Use the operating system to create multiple instances of the same script.
Execute the same webbot on multiple pieces of hardware.
Some webbot developers prefer to create new instances of the same webbot by forking processes from a single script. Forking is the method of creating somewhat independent scripts from a parent script. It allows a script to execute tasks in parallel. In the case of webbot development, forking could allow a single script to download web pages from multiple target websites at the same time.
Forking is mentioned only because it is something you should be aware of, not because it’s something I necessarily recommend. You should, however, feel free to explore the forking commands in PHP/CURL on your own if they interest you. You will not, however, learn much about forking your webbot scripts here, because there are easier ways to accomplish the same thing. Forking also has the disadvantage of not benefiting from access to additional IP address because your forked instances will probably all run on the same computer.
Rather than developing methods to fork webbots, I find it much easier to run more than one copy of the same webbot at the same time. If your webbot is written correctly, you can create new instances of your webbot by simply running them in multiple command shells, as shown in Figure 25-5.
Later in this chapter, you’ll learn techniques for getting multiple instances of webbots to communicate with each other and work on the same team. Figure 25-5 shows three instances of the same webbot running at once, but once these techniques are mastered, you can scale your webbot to the size needed by simply executing it in as many shells as required.

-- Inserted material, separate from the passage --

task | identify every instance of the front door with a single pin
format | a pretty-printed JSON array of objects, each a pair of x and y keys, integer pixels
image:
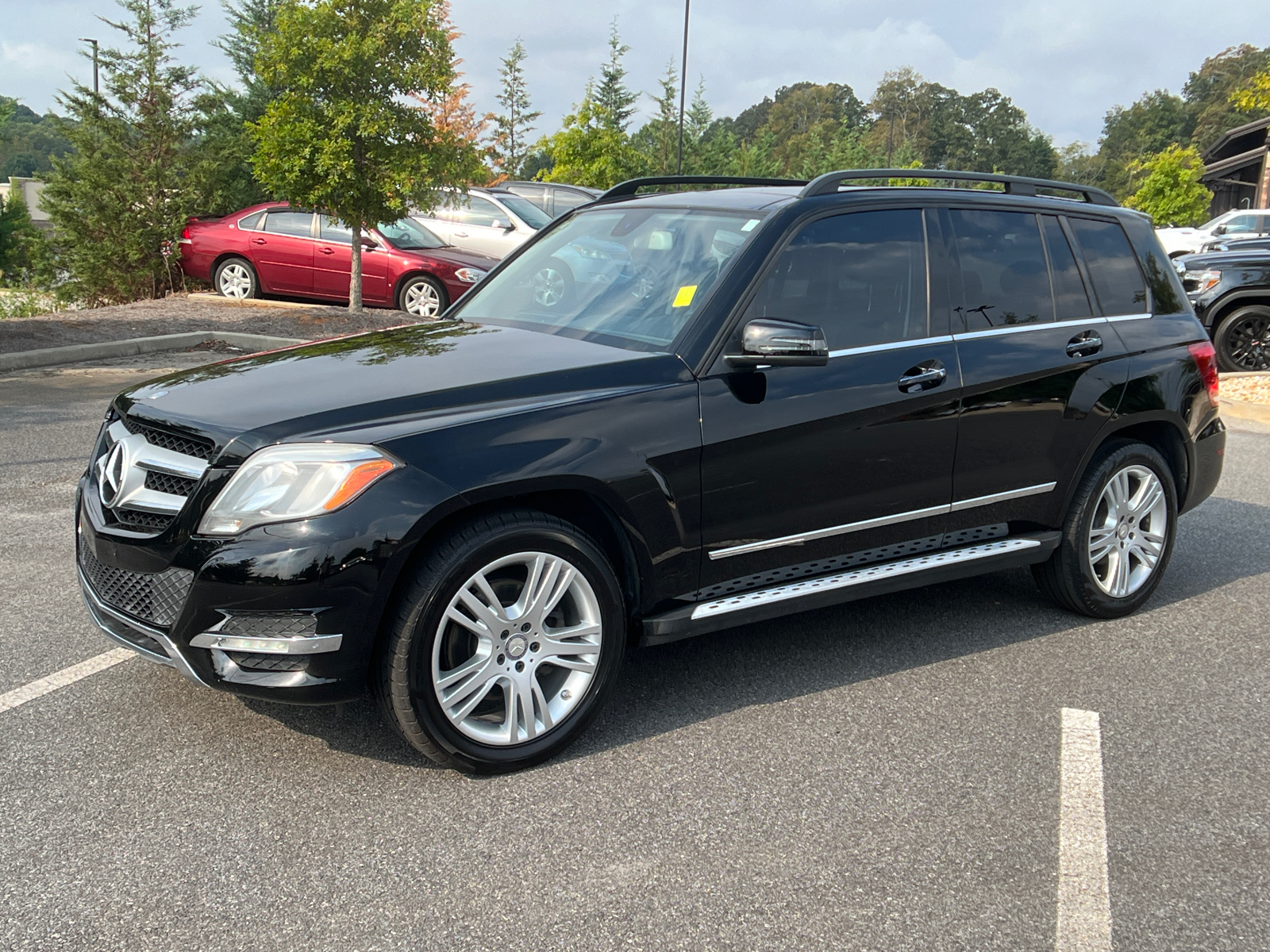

The example depicted in Figure 25-5 still has the problem that, unless the network traffic for each webbot is directed through a different proxy server, each instance of the webbot will have the same IP address and appear to be running as the same user. The easiest way to solve this problem is to run the same webbot script from separate computers. Running webbots on multiple pieces of hardware, however, requires central management. Networks of identical webbots running on many computers and controlled from a botnet server are known as botnets.